After putting my backpack and street clothes in a locker, I strolled into the room containing the napping pods and greeted the nice lady working the desk with a rousing “hey there!” She motioned for me to come back out with her into the antichamber so she could give me the spiel, the rules of the nap room. Those rules were mainly “don’t talk.”

She led me to my pod, an orb with heavy gray curtains in the front that form a triangle shape when you part them. The whole room is dark and full of these pods, while white noise permeates the air. It reminds me of science fiction for kids, if that exists. Like picture books with spaceships and aliens. When I climb in my pod, I feel like I’m sleeping on the moon.

The bedding is crisp and white. Casper is a mattress company, so it would be unfortunate if they got the sleep surface wrong. They don’t, though. The mattress inside the pod makes me feel like I’m floating in a spaceship. I was surprised and relieved to see the pod included WiFi and a power outlet. Sleep experts say electronic devices are bad for your sleep but I need my smartphone. I was happy the Dreamery let me be me and didn’t try to force me to comply with proper sleep hygiene. After all, any decent spaceship has electricity and internet.

After I settled in and turned off the light, it got dark. Like, very dark. The kind of dark you can’t achieve in a New York City apartment unless you buy the heaviest blackout curtains available.

Roughly five minutes later, I couldn’t sleep. I turned the light back on and looked around my cute pod. I felt like I was on a different planet, which is basically like dreaming so I might as well have been napping.

I had to fart but was afraid of making noise.

I closed my eyes and tried to meditate for a bit since I couldn’t sleep. It didn’t work but I pat myself on the back for trying. I opened my phone and played some phone games. I might be doing this wrong but I don’t think anyone is going to tattle on me. I also put my phone on silent and airplane mode while playing, to prevent any surprising sound alerts and to make up for being so loud when I entered the pod room.

To ensure you don’t go over your allotted time, the lights in your pod slowly come on after your 45 minutes are up.

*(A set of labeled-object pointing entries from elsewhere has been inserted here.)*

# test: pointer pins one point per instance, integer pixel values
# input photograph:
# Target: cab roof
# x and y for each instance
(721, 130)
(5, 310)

I got 47 minutes, so I’m glad the woman from the desk didn’t hate me. I got up, collected myself and ask her if she would take my picture. She did; she’s very nice.

As I’m changing back into my clothes, I realize I neglected to close my changing room curtains and left my naked butt fully visible. I didn’t worry, thinking that it’ll fit right in with all the other large white orbs here. I go to the bathroom for a post-relaxation pee. I also finally let that fart out. It’s good I didn’t let it out in the pod because it was an aggressive one.

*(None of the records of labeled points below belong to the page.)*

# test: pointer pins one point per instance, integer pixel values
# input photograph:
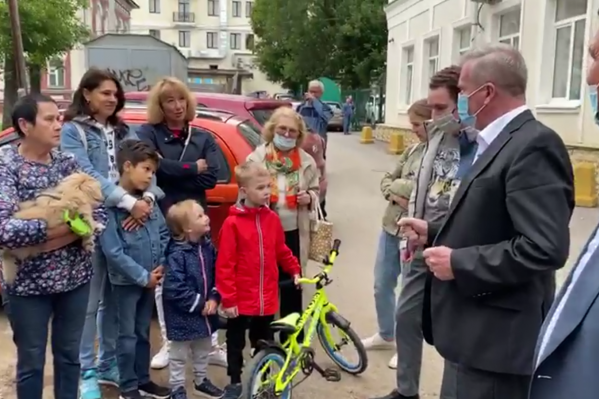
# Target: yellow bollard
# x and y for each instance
(366, 135)
(396, 144)
(585, 185)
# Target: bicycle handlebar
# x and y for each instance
(328, 265)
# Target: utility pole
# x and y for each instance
(17, 42)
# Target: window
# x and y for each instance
(236, 9)
(155, 33)
(235, 41)
(154, 6)
(55, 74)
(211, 40)
(433, 56)
(569, 27)
(408, 67)
(249, 42)
(184, 38)
(212, 8)
(464, 40)
(509, 28)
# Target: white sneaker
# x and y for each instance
(160, 360)
(218, 357)
(393, 362)
(377, 342)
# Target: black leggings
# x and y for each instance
(291, 297)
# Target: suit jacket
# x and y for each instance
(508, 228)
(568, 366)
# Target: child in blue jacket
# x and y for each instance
(189, 297)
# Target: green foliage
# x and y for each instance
(49, 28)
(299, 40)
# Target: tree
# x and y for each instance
(49, 28)
(305, 39)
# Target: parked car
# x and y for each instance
(336, 122)
(257, 110)
(236, 138)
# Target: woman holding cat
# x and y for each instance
(53, 286)
(188, 168)
(92, 133)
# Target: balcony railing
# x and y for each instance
(186, 17)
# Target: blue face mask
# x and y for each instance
(284, 143)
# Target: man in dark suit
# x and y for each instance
(493, 259)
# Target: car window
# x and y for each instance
(262, 115)
(250, 133)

All in all, I can’t imagine regularly stopping at the Dreamery. It’s lovely but let’s be honest, if I’m in SoHo (the NYC neighborhood it lives in), I’m probably rushing to finish my shopping or get to an appointment. It would be good for tourists with gaps in their sightseeing schedules. Nevertheless, it was a very peaceful experience and in New York, that’s all you can ask for.